Why Employers Like Panel Interviews
Having a group of people interview reduces the risk of a bad hire
A panel interview is a job interview in which an applicant answers questions from a group of people who then make the hiring decision. Hiring managers use panel interviews to gain perspective from other people in the organization and occasionally those outside the organization.
Panel interviews reduce the risk of making a bad hire. The panel’s goal is to make the best hiring decision possible given the information available about the position and the finalists.
Since each panel member brings a different set of experiences, thoughts, beliefs, and biases to the interview process, the members' strengths tend to compensate for each others' weaknesses. In the most effective panels, members work well with one another while being unafraid to respectfully challenge each other’s judgments and assertions about the potential hire.
Selecting Panel Members
Members of the interview panel are often people who will routinely interact with the person chosen to fill the job vacancy and who know the organization and its culture well. For example, an interview panel for an assistant police chief position may consist of the police chief, the fire chief, and an assistant city manager. The panel can also include peers and even those whom the potential hire will manage. These people have a vested interest in making a good hire. In the long run, a bad hire will mean unnecessary disruption for the people who work closely with the new person on the staff.
Organizations often factor in two types of diversity when deciding who will serve on interview panels. By ensuring a panel includes men and women and a mix of races, organizations mitigate the risk of applicants suing on the basis of discrimination. Just defending against a lawsuit costs an organization considerable time and money, so any cost-free action the organization can take to prevent such a lawsuit makes sense.
The hiring manager generally leads the panel and asks the predetermined interview questions. Alternatively, a member of human resources or a recruiter can help facilitate the interview.
All panelists are free to ask follow-up or probing questions. The predetermined questions are the same for each finalist. The follow-up and probing questions are different for each finalist because they are based on how the finalist answers the predetermined questions. The panel lead is responsible for controlling the start and finish of the interview.
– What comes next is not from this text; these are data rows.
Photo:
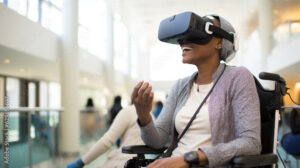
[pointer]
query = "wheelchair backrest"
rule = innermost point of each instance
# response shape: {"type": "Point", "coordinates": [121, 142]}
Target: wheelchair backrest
{"type": "Point", "coordinates": [269, 103]}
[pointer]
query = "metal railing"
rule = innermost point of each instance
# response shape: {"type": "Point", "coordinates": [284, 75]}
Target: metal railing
{"type": "Point", "coordinates": [5, 131]}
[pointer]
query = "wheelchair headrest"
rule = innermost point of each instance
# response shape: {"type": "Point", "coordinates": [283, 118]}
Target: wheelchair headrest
{"type": "Point", "coordinates": [295, 121]}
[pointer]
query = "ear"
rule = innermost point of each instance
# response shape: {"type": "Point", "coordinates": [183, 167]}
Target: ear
{"type": "Point", "coordinates": [219, 43]}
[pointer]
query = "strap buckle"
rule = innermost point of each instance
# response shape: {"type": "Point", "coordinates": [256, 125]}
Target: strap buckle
{"type": "Point", "coordinates": [207, 24]}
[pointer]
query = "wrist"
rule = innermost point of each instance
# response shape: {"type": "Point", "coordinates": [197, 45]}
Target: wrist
{"type": "Point", "coordinates": [79, 162]}
{"type": "Point", "coordinates": [202, 158]}
{"type": "Point", "coordinates": [192, 158]}
{"type": "Point", "coordinates": [145, 120]}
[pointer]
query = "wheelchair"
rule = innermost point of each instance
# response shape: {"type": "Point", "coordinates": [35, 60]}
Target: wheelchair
{"type": "Point", "coordinates": [270, 104]}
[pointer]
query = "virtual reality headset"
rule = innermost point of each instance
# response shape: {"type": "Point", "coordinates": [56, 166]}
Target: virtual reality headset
{"type": "Point", "coordinates": [188, 26]}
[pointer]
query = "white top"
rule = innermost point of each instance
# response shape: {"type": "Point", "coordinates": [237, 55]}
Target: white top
{"type": "Point", "coordinates": [199, 134]}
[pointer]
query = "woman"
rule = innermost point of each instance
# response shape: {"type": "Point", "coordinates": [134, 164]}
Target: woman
{"type": "Point", "coordinates": [124, 126]}
{"type": "Point", "coordinates": [228, 124]}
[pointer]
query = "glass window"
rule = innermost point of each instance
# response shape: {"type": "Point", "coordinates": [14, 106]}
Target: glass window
{"type": "Point", "coordinates": [43, 94]}
{"type": "Point", "coordinates": [18, 5]}
{"type": "Point", "coordinates": [54, 101]}
{"type": "Point", "coordinates": [166, 58]}
{"type": "Point", "coordinates": [31, 95]}
{"type": "Point", "coordinates": [33, 10]}
{"type": "Point", "coordinates": [1, 92]}
{"type": "Point", "coordinates": [13, 98]}
{"type": "Point", "coordinates": [57, 3]}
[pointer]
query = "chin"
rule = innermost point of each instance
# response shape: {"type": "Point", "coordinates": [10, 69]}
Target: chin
{"type": "Point", "coordinates": [187, 61]}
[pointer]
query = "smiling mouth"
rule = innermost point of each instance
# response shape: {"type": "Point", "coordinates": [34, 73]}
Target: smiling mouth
{"type": "Point", "coordinates": [186, 49]}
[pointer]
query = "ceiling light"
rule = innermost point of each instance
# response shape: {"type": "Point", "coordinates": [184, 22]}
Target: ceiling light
{"type": "Point", "coordinates": [295, 25]}
{"type": "Point", "coordinates": [6, 61]}
{"type": "Point", "coordinates": [275, 12]}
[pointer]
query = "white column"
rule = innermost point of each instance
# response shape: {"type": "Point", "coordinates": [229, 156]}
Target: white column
{"type": "Point", "coordinates": [265, 29]}
{"type": "Point", "coordinates": [69, 122]}
{"type": "Point", "coordinates": [109, 67]}
{"type": "Point", "coordinates": [265, 17]}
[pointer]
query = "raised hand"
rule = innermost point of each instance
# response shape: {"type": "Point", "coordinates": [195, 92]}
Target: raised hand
{"type": "Point", "coordinates": [142, 97]}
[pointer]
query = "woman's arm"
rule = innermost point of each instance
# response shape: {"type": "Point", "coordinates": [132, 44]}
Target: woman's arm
{"type": "Point", "coordinates": [119, 126]}
{"type": "Point", "coordinates": [246, 111]}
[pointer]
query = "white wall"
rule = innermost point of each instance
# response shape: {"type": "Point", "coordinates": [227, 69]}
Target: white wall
{"type": "Point", "coordinates": [284, 55]}
{"type": "Point", "coordinates": [19, 33]}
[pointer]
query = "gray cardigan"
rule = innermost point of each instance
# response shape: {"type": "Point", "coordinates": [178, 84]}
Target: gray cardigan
{"type": "Point", "coordinates": [234, 114]}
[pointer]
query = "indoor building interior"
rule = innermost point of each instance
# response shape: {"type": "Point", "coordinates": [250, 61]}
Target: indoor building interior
{"type": "Point", "coordinates": [63, 62]}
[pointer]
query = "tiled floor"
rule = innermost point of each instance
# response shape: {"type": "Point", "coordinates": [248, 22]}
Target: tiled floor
{"type": "Point", "coordinates": [60, 162]}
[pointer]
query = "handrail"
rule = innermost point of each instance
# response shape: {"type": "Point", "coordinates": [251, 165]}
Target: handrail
{"type": "Point", "coordinates": [28, 109]}
{"type": "Point", "coordinates": [290, 107]}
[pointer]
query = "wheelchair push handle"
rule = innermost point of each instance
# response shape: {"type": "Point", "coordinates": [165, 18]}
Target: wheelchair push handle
{"type": "Point", "coordinates": [271, 76]}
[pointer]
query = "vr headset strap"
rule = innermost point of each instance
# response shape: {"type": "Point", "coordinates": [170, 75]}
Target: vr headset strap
{"type": "Point", "coordinates": [174, 144]}
{"type": "Point", "coordinates": [217, 31]}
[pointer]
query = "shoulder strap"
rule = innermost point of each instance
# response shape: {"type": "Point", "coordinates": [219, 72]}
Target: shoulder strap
{"type": "Point", "coordinates": [174, 144]}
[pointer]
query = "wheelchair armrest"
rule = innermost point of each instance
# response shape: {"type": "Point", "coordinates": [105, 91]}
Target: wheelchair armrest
{"type": "Point", "coordinates": [255, 160]}
{"type": "Point", "coordinates": [141, 149]}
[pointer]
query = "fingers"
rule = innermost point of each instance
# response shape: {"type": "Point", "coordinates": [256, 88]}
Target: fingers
{"type": "Point", "coordinates": [147, 92]}
{"type": "Point", "coordinates": [144, 92]}
{"type": "Point", "coordinates": [136, 89]}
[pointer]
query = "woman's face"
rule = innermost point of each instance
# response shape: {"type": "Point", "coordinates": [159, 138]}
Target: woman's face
{"type": "Point", "coordinates": [198, 54]}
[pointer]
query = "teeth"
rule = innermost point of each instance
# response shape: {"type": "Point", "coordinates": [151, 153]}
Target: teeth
{"type": "Point", "coordinates": [186, 48]}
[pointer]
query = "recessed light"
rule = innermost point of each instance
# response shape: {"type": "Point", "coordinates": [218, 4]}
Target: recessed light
{"type": "Point", "coordinates": [276, 12]}
{"type": "Point", "coordinates": [6, 61]}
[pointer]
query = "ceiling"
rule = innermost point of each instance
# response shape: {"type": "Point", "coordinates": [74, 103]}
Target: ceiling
{"type": "Point", "coordinates": [144, 16]}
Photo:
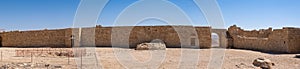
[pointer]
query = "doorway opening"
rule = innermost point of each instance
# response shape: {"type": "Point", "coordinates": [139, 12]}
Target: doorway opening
{"type": "Point", "coordinates": [215, 40]}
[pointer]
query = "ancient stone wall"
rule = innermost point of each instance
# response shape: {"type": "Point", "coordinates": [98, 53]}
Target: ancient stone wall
{"type": "Point", "coordinates": [293, 39]}
{"type": "Point", "coordinates": [103, 36]}
{"type": "Point", "coordinates": [278, 40]}
{"type": "Point", "coordinates": [140, 34]}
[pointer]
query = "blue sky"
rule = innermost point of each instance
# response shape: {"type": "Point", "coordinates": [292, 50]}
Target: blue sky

Scheduling of Panel Interviews
Hiring managers tend to schedule panel interviews all in one day. It is easier to block out an entire workday than to find five 90-minute blocks of time within a few days that fit each panelist’s schedule.
Scheduling for one day also makes the interview process shorter. The panelists can come to a decision the same day that finalists are interviewed. Since vacancies cause stress and strain among existing staff because remaining employees must cover the vacant position’s workload, anything that shortens the hiring process without sacrificing thoroughness is good for the finalists as well as the organization.